Investigating Resource Usage and Interaction Between Simultaneously Executing Deep Neural Network Frameworks Using Mesos

Alexander and Michael Roberts |

EECS 582 Fall 2016

Problem Statement
We are unsure of the performance of deep learning frameworks when run individually and simultaneously in a distributed environment. With n applications running on m machines, we expect cluster managers like mesos will provide resource independence and thus allow each to perform as though they were allocated n/m resources. Does the measured performance meet this expected performance? Why or why not? Will one application dominate the other in a distributed environment? Why or why not?

Machine learning is becoming an increasingly important tool in business today, allowing companies to harness user data more effectively to deliver a more individually-tailored experience to customers. With the prominence of data sources today, the ability to do efficient and rapid computation on big data sets in a distributed environment is crucial for a business to be able to utilize this data. Thus, we hope to discover and investigate any issues that are spawned from the interactions of multiple simultaneously executing frameworks.
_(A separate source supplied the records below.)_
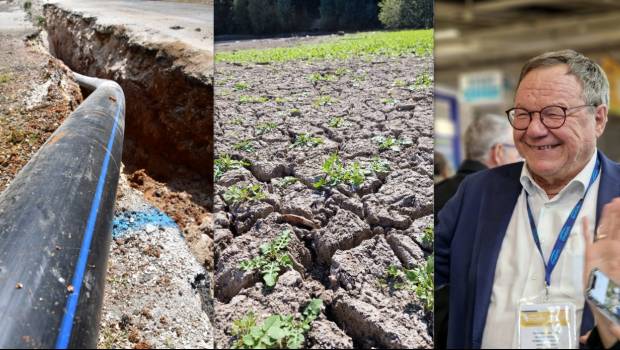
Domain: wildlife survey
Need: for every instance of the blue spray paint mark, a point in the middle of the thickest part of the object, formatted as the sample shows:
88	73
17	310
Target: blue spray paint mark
128	221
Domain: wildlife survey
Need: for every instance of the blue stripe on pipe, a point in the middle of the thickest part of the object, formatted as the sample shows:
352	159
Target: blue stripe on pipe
64	334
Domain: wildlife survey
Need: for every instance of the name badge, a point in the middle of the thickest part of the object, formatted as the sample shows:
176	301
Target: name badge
547	326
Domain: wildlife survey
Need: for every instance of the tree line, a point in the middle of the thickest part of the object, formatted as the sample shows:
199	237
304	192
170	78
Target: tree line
286	16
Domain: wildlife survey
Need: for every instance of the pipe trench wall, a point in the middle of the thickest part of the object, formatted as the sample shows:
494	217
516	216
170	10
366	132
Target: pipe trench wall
169	100
55	229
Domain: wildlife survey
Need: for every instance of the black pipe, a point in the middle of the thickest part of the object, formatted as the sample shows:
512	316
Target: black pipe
55	228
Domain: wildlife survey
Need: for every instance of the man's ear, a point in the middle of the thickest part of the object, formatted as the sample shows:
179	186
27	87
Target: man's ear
496	155
601	119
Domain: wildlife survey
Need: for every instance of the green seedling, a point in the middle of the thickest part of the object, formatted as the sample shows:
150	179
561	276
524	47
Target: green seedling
295	112
418	280
317	76
306	140
336	122
428	237
324	100
364	45
423	80
390	101
5	78
240	86
252	99
237	121
277	331
378	166
244	145
238	194
335	173
400	83
287	181
40	21
391	143
266	127
226	163
272	260
340	71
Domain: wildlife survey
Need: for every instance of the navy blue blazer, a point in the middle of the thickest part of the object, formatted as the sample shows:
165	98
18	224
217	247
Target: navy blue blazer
468	239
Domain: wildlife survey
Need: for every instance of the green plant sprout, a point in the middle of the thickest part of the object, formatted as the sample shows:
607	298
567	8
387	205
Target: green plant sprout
252	99
323	100
400	83
272	260
428	236
318	76
378	166
295	112
237	194
244	145
240	86
226	163
370	44
237	121
335	173
336	122
391	143
306	140
266	127
423	80
418	280
277	331
287	181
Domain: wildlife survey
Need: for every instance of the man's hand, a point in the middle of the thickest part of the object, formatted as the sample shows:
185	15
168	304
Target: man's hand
604	254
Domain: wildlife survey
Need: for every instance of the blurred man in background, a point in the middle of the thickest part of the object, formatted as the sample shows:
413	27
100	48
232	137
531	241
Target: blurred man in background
510	234
488	143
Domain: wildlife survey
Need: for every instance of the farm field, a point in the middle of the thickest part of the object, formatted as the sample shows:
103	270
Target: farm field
323	194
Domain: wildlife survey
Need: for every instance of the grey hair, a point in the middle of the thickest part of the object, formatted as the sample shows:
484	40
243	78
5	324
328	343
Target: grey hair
485	132
594	83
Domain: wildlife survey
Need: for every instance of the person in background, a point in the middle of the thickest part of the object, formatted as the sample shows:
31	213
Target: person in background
512	233
441	168
488	143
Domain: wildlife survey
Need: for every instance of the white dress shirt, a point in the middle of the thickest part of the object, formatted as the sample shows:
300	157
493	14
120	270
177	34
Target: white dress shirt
520	272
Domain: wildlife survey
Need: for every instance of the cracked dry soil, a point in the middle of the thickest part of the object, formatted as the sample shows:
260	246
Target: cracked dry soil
344	238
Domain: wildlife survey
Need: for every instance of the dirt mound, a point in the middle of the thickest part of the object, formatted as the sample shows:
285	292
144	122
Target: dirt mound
37	92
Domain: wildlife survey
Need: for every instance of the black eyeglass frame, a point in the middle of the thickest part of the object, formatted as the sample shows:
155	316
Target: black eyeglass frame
542	119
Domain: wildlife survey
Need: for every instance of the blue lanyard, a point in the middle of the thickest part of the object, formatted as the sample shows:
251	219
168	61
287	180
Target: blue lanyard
564	233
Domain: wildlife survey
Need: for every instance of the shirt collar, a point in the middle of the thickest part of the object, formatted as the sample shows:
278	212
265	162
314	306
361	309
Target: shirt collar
579	182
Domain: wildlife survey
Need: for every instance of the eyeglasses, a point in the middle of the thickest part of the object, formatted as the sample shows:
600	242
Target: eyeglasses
552	117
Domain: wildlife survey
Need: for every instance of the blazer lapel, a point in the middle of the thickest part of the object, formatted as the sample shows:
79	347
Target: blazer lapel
495	213
609	188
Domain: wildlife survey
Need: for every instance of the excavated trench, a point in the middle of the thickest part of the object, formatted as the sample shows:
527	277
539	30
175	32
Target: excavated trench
168	144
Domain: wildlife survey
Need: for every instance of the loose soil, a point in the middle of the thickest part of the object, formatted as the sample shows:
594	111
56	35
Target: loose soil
37	93
344	238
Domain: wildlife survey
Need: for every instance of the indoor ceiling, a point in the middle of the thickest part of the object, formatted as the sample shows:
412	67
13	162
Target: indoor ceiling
476	32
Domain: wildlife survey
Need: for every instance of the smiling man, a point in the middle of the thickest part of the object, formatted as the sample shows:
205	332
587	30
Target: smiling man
510	242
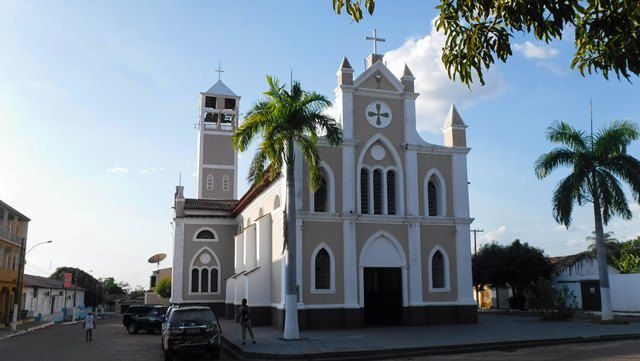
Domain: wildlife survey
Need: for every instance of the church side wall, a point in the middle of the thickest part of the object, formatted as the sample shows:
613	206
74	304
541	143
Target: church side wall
314	234
442	163
443	236
223	249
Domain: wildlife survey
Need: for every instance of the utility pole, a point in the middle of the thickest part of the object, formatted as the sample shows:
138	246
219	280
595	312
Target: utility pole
475	251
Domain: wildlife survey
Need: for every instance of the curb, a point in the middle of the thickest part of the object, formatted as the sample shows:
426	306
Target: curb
20	332
381	354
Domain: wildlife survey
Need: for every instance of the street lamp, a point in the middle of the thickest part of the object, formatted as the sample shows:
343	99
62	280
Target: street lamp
18	294
36	245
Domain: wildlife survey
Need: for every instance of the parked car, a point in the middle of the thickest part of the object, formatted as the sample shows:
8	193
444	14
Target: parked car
144	317
190	328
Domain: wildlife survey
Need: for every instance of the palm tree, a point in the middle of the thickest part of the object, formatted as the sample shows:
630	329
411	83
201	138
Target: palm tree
598	162
611	244
287	119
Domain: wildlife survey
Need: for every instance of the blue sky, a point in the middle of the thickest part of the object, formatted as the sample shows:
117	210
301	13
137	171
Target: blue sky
98	102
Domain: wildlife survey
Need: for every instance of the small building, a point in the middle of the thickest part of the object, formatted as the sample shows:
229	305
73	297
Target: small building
13	239
579	273
47	299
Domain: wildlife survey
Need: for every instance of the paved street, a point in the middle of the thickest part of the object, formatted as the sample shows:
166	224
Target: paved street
609	351
66	342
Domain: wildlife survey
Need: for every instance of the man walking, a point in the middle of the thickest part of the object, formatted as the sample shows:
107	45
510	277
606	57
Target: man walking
245	321
89	325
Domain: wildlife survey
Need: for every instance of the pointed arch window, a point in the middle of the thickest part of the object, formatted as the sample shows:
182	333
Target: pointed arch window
322	270
205	272
195	280
210	182
391	192
204	280
320	196
437	270
364	191
377	191
206	234
432	198
225	183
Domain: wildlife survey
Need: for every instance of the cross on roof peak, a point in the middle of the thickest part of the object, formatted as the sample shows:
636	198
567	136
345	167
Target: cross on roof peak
219	70
375	40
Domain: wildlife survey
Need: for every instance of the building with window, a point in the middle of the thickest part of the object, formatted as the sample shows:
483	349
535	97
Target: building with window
383	240
13	239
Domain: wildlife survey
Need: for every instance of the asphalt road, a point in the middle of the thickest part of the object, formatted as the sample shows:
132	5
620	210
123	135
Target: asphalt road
110	342
610	351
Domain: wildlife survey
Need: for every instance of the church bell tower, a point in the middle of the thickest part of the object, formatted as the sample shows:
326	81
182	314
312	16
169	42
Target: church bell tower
217	162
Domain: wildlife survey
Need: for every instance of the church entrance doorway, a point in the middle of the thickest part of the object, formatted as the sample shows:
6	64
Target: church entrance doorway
382	296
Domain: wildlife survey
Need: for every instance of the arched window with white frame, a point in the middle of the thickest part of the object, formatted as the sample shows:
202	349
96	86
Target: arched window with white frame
439	270
225	183
205	272
322	270
210	182
435	203
320	196
205	234
364	191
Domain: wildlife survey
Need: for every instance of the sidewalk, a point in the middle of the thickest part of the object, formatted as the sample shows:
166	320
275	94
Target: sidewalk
491	332
23	328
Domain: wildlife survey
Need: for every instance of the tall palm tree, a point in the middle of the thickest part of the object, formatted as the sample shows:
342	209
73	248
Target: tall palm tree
286	119
599	161
611	244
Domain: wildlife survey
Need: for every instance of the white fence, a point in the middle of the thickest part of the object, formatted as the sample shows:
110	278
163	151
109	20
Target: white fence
625	292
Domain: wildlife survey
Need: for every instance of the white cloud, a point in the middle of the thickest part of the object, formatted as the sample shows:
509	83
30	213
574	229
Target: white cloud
492	235
533	51
151	170
437	91
118	169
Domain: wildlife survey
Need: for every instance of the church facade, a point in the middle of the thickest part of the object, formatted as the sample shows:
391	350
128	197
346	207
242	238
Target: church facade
385	240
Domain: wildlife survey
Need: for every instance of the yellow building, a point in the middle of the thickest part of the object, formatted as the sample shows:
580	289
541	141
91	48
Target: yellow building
13	238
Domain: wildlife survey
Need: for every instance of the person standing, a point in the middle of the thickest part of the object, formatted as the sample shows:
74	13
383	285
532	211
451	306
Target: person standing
244	316
89	326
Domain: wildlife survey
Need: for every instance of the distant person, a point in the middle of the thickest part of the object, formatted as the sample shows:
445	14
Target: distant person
244	316
89	326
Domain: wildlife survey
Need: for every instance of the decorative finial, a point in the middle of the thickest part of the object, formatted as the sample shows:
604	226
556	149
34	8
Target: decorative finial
219	70
375	40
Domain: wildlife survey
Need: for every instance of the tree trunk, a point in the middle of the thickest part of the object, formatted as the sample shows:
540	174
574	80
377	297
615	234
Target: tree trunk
291	331
601	256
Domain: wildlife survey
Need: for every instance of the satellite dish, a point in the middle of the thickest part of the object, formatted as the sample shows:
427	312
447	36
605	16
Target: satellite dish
157	258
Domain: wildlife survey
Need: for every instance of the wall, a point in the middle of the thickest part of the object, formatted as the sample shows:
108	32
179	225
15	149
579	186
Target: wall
625	292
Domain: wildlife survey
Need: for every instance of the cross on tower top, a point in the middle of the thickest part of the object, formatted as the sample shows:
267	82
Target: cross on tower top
375	40
219	70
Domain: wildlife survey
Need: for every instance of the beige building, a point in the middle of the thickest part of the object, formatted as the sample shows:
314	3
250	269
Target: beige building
13	239
385	240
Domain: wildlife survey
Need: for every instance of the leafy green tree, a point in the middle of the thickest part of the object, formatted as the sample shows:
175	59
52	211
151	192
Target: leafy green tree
597	162
286	119
94	290
518	265
111	287
163	288
627	263
611	243
607	33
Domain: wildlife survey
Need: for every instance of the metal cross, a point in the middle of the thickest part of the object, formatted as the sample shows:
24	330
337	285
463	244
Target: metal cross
375	40
219	70
377	114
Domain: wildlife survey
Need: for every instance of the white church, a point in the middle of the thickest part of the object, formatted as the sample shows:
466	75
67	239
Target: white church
385	240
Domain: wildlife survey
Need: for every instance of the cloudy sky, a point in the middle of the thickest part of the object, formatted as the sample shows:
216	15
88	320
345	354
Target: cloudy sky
98	103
We plan to split our work into four phases: (1) Installing TensorFlow and Caffe deep learning frameworks on a single node and developing sample, equivalent workloads for them. This will allow us to gain an understanding of the uses and intricacies of each framework, as well as find a baseline for which they can be directly compared. (2) Obtaining or simulating a cluster of machines, installing a cluster manager such as Apache Mesos, and configuring our deep learning frameworks to interact with a cluster of machines. This will allow us to run our sample workloads individually to gain insight into this process as well as take performance metrics for each run independently. (3) Running each framework simultaneously on the cluster and investigating the performance of each to how well the system isolates and shares resources. (4) Attempting to discover how any issues may be mitigated or designed around.

Eval Plan
We plan to profile the execution of the machines for disk, memory, CPU, network, and GPU usage (if GPU support is provided in our infrastructure). Profiling will allow us to find which resource acts as a bottleneck for the processes and if this bottleneck changes for distributed or simultaneous execution, and if that bottleneck matches our expectations. Overall we hope to take metrics of speed and resource usage to find what type of degradation in performance executing simultaneously will result in. We also hope to discover if one application “dominates” the other in terms of resource allocation and why or why not this may happen, although our method of tracking this is currently less concrete.